Out of the blue he has sent me this for the Umko book (I hadn’t sent him your letter – I will now):——–Forwarded Message ——–
This is one of many memories I have of one of the great Umko characters, Jimmy Potgieter. He was the first ‘Iron Man”, so called by the International Canoe Federation bigwig who watched him pounding up Burma Road with his boat and with a good chance of winning that other less famous race (Dusi). I met him after he had given up competitive racing in boats and was rehabilitating after a year spent as a professional punter. He lived on meat pies and brandy and coke while he hung around bars picking up tips and strategising the “big one”. He was as strong as an ox but mild and gentle in manner but quite “woes” when pushed. I saw what he could do to his friends in the pub so I guess he had no enemies.Jimmy was good with novices, he won the Dusi with Clive Hough in 1968 but my story took place on the Umko in the late 1980s. We paddled at the back of the field on many occasions but one stands out. After patting ourselves on the back for surviving rapids #1 and #2 our Accord was in need of an empty so he turned the boat towards the bank on a quiet stretch of the river. As we drifted silently in, a large head popped out of the water just in front of us and then submerged as we drifted over it.

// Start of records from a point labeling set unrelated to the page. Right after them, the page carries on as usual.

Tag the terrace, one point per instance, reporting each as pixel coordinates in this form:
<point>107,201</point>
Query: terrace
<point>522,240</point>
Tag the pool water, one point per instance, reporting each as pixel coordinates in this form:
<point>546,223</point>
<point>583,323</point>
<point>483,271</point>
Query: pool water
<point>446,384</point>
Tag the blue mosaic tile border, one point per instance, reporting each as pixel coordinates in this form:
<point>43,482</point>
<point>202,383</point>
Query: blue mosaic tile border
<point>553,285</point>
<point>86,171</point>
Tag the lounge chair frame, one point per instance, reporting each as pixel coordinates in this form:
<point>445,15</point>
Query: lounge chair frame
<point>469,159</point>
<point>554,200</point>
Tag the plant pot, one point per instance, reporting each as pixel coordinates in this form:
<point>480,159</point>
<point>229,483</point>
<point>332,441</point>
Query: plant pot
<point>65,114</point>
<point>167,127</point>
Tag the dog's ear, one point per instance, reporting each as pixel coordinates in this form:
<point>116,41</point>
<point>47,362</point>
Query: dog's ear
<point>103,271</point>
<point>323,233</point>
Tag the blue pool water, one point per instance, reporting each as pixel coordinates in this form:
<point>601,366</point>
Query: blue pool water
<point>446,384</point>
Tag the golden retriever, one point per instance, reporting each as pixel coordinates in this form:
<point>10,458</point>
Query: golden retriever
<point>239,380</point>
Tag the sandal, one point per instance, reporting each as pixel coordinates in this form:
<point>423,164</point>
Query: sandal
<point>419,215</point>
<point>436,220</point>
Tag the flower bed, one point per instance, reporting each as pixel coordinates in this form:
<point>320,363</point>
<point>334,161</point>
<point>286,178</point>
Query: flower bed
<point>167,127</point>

Two things happened simultaneously. Jimmy exploded out of his cockpit and nearly landed on my lap making puffing noises and I, trying to ease his distress said, “It’s OK Jim it’s just a leggevaan” when I caught sight of big coils under the boat slowly moving away in the current. Beautiful colouring told me what it was and what I saw was a girth as big as my thigh. Jimmy, the victor of many a bar fight was difficult to get back in the boat still breathing heavily and desperate for a smoke. There was quiet for a while in the boat and then Jimmy spoke to no one in particular , “I don’t care what it was, it was bigger than me”.